Legambiente: “Subito una legge contro il consumo di suolo in stallo da anni in Parlamento”

“Preoccupano i dati in crescita del consumo di suolo in Italia fotografati oggi dall’annuale report di ISPRA. Una corsa al cemento che accelera negli anni post pandemia in un Paese in calo demografico e dove la gran parte dei suoli persi è stata sottratta alle superfici agricole, con una perdita di servizi ecosistemici, incluso quello della produzione agricola. Di fronte a questo quadro – commenta Stefano Ciafani, presidente nazionale Legambiente – torniamo a ribadire l’urgenza per l’Italia di approvare una legge contro il consumo di suolo, in stallo da anni in Parlamento, e su cui ci aspettiamo dal Governo Meloni delle risposte concrete.
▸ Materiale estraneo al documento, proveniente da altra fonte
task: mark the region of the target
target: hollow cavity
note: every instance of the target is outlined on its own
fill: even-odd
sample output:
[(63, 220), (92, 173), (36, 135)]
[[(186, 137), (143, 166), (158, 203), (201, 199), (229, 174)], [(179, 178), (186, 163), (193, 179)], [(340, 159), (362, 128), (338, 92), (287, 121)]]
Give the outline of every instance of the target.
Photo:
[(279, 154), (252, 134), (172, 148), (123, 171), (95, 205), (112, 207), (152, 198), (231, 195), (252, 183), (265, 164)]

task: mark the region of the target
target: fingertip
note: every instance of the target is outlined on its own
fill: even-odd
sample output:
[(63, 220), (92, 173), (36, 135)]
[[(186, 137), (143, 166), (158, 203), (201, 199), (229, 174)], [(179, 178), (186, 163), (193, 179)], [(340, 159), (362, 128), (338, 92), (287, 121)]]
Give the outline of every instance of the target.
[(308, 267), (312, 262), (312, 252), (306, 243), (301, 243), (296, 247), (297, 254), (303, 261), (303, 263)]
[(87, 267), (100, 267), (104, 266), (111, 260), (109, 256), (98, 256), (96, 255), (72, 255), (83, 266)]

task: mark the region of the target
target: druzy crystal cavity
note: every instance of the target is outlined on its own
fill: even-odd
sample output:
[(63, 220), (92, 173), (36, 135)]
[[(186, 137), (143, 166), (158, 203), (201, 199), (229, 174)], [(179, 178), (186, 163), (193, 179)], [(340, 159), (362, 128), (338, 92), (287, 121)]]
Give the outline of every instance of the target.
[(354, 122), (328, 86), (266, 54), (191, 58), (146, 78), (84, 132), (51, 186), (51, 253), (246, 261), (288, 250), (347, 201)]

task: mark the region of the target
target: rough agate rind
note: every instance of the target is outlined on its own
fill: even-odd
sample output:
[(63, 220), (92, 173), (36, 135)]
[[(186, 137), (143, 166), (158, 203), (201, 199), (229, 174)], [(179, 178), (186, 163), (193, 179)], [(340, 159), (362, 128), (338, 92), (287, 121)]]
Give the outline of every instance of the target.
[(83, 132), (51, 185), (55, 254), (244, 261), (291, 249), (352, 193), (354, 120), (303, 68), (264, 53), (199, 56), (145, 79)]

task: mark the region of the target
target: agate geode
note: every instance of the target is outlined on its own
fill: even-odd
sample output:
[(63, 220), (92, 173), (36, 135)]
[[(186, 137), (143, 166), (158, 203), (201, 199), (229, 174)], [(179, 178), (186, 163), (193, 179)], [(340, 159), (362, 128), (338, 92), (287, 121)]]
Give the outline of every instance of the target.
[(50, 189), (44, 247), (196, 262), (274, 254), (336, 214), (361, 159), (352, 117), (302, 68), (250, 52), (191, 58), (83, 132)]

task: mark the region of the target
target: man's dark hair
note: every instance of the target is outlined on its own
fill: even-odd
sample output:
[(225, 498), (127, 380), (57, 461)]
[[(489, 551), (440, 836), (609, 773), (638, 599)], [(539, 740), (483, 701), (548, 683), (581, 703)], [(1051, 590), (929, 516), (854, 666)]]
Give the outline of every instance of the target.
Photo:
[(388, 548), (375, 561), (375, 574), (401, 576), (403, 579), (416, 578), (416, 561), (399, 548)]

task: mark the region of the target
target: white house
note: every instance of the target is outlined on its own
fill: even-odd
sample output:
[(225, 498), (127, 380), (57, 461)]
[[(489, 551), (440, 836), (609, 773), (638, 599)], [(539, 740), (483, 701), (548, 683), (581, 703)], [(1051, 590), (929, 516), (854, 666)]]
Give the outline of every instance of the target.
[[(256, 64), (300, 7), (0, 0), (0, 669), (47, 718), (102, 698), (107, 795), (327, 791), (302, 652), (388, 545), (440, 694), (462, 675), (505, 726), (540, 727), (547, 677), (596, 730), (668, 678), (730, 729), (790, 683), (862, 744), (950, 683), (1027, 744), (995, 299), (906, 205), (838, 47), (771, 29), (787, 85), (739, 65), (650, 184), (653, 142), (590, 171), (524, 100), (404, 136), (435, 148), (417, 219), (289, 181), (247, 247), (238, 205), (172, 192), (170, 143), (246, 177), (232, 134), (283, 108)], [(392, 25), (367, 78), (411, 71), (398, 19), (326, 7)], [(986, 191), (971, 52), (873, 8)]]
In attesa di ciò, al momento l’unico elemento di speranza è la ripresa del dibattito europeo sulla direttiva suolo che nelle prossime settimane sarà discussa dal Parlamento UE. L’auspicio è che si rafforzi la timida proposta della Commissione Europea e che si arrivi ad una approvazione entro la scadenza del mandato. Agli europarlamentari e ai ministri che rappresentano l’Italia a Bruxelles, chiediamo di attivarsi in modo trasversale per dotare l’Europa di una legge sul suolo che consenta di unire le forze dei Paesi europei per tutelare questa risorsa. Spetterà, poi, ai singoli stati membri dotarsi di propri quadri legislativi per una governance efficiente dei loro territori; e l’Italia è sicuramente tra i Paesi europei in cui il suolo è maggiormente minacciato, non solo dall’eccessiva urbanizzazione, ma anche dai rischi di erosione e di desertificazione connessi alla crisi climatica”.

“Negli ultimi cinque anni – dichiara Damiano Di Simine, coordinatore della presidenza del comitato scientifico nazionale di Legambiente – il numero dei residenti italiani è diminuito di quasi 1,5 milioni di unità, come a dire la popolazione delle Marche, ma nello stesso periodo di tempo in Italia il suolo urbanizzato è cresciuto di 32.000 ettari: è come se in Italia fosse stato costruito l’equivalente di 4 città di Milano fatte di scatole di cemento senza abitanti! Preoccupa anche la corsa al cemento nel nord ovest della Penisola, in particolare nell’asse della Pianura compresa tra Novara e Verona passando per i territori lombardi delle province della BreBeMi (Brescia, Bergamo e Milano), con propaggini verso la via Emilia (Lodi e Piacenza) e il Porto di Genova (Pavia). Assistiamo a una allarmante crescita di piastre logistiche in territori di piccoli comuni a spiccata vocazione agricola, senza che nessuno si interroghi circa il destino di vastissime aree dismesse abbandonate dall’industria nei decenni passati. Sprechiamo nuovo suolo senza rimettere in circolo migliaia di ettari di sedimi industriali abbandonati e spesso inquinati: è così che quella che dovrebbe essere una grande opportunità economica per il Paese si trasforma in un deteriore spreco di risorse territoriali, le Regioni hanno una grande responsabilità nel non intraprendere una necessaria opera di programmazione territoriale dello sviluppo”.